While the paper does not include a list of languages addressed in the project, the NLLB page on GitHub mentions Asturian, Luganda, and Urdu as examples of low-resource languages. The authors — some of whom are associated with UC Berkeley and Johns Hopkins University, in addition to Meta AI — noted that the degree of standardization varied across the languages studied, with an apparently “single” language potentially contending with competing standards for script, spelling, and other guidelines.

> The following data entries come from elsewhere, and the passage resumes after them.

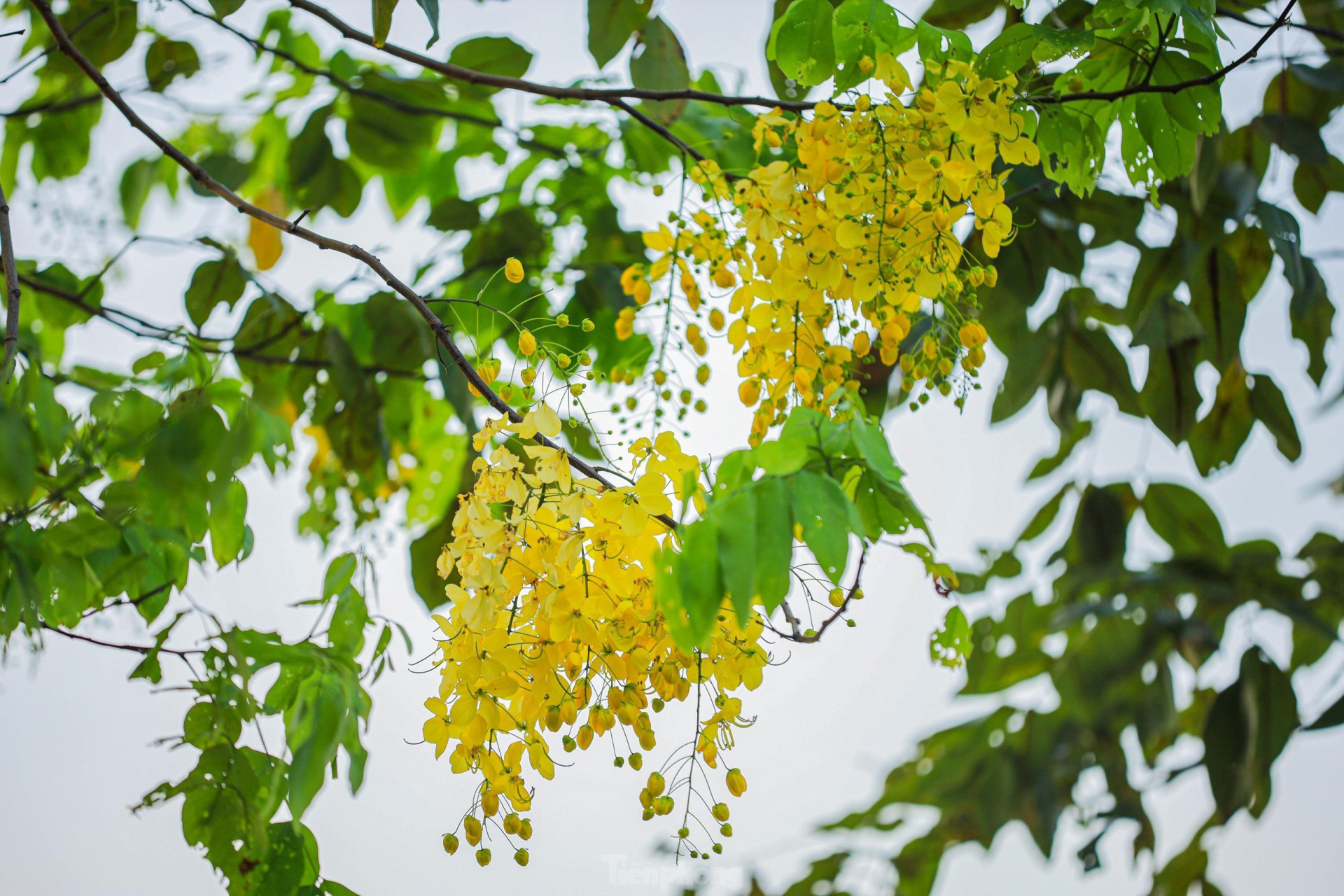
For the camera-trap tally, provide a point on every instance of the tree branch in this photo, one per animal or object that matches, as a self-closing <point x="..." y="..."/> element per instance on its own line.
<point x="1105" y="96"/>
<point x="816" y="636"/>
<point x="394" y="102"/>
<point x="13" y="293"/>
<point x="662" y="131"/>
<point x="166" y="335"/>
<point x="134" y="648"/>
<point x="1320" y="31"/>
<point x="368" y="258"/>
<point x="594" y="94"/>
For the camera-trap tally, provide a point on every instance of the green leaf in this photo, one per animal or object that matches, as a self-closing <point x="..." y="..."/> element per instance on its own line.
<point x="610" y="26"/>
<point x="804" y="45"/>
<point x="1288" y="241"/>
<point x="339" y="574"/>
<point x="227" y="512"/>
<point x="1219" y="435"/>
<point x="737" y="526"/>
<point x="496" y="55"/>
<point x="1329" y="719"/>
<point x="1246" y="729"/>
<point x="430" y="8"/>
<point x="952" y="644"/>
<point x="290" y="860"/>
<point x="1068" y="442"/>
<point x="225" y="7"/>
<point x="18" y="461"/>
<point x="315" y="727"/>
<point x="659" y="64"/>
<point x="346" y="633"/>
<point x="454" y="213"/>
<point x="780" y="457"/>
<point x="773" y="540"/>
<point x="823" y="510"/>
<point x="1170" y="397"/>
<point x="941" y="45"/>
<point x="1270" y="409"/>
<point x="699" y="574"/>
<point x="864" y="29"/>
<point x="1007" y="52"/>
<point x="214" y="282"/>
<point x="1312" y="317"/>
<point x="1184" y="522"/>
<point x="167" y="61"/>
<point x="382" y="20"/>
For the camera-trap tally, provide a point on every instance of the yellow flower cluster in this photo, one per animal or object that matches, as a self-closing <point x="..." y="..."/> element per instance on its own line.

Researchers also weighed the potential risks and benefits of the new tools from NLLB for low-resource language communities. They considered the impact on education especially promising, but wondered whether increasing the visibility of certain groups online might make them more vulnerable to increased censorship and surveillance, or exacerbate digital iniquities within the groups.

In preparation for the project, researchers interviewed native speakers to better understand the need for low-resource language translation support. They then created a new dataset to level the playing field for low-resource languages: NLLB-Seed, a dataset composed of human-translated bitext for 43 languages.

The team used a novel bitext mining method to create hundreds of millions of aligned training sentences for low-resource languages. This process entailed lifting monolingual data from the Web and determining whether any two given sentences could be a translation.

Researchers then calculated the “distance” between the sentences in a multilingual representation space using LASER 3, which researcher Angela Fan singled out as a major contribution to improved translation of low-resource languages. Starting with a more general model, LASER, researchers can specialize the representation space to extend to a new language with very little data.

They also employed modeling techniques designed to significantly improve low-resource multilingual translation by reducing over-fitting.

NLLB introduced another innovation: FLORES 200, a high-quality human-translated evaluation dataset. Fan explained that previous SOTA had only evaluated performance on 101 languages using FLORES-101, a many-to-many evaluation dataset from 2021.

The authors reported that their model achieved a 44% improvement in BLEU, thus “laying important groundwork towards realizing a universal translation system.”

But, as to be expected, improvement was not uniform across language pairs, with little to no improvement for pairs such as Armenian into English or French into Wolof.

Having open-sourced their work on GitHub, Meta AI now offers up to USD 200,000 in grants to help nonprofit organizations use NLLB-200.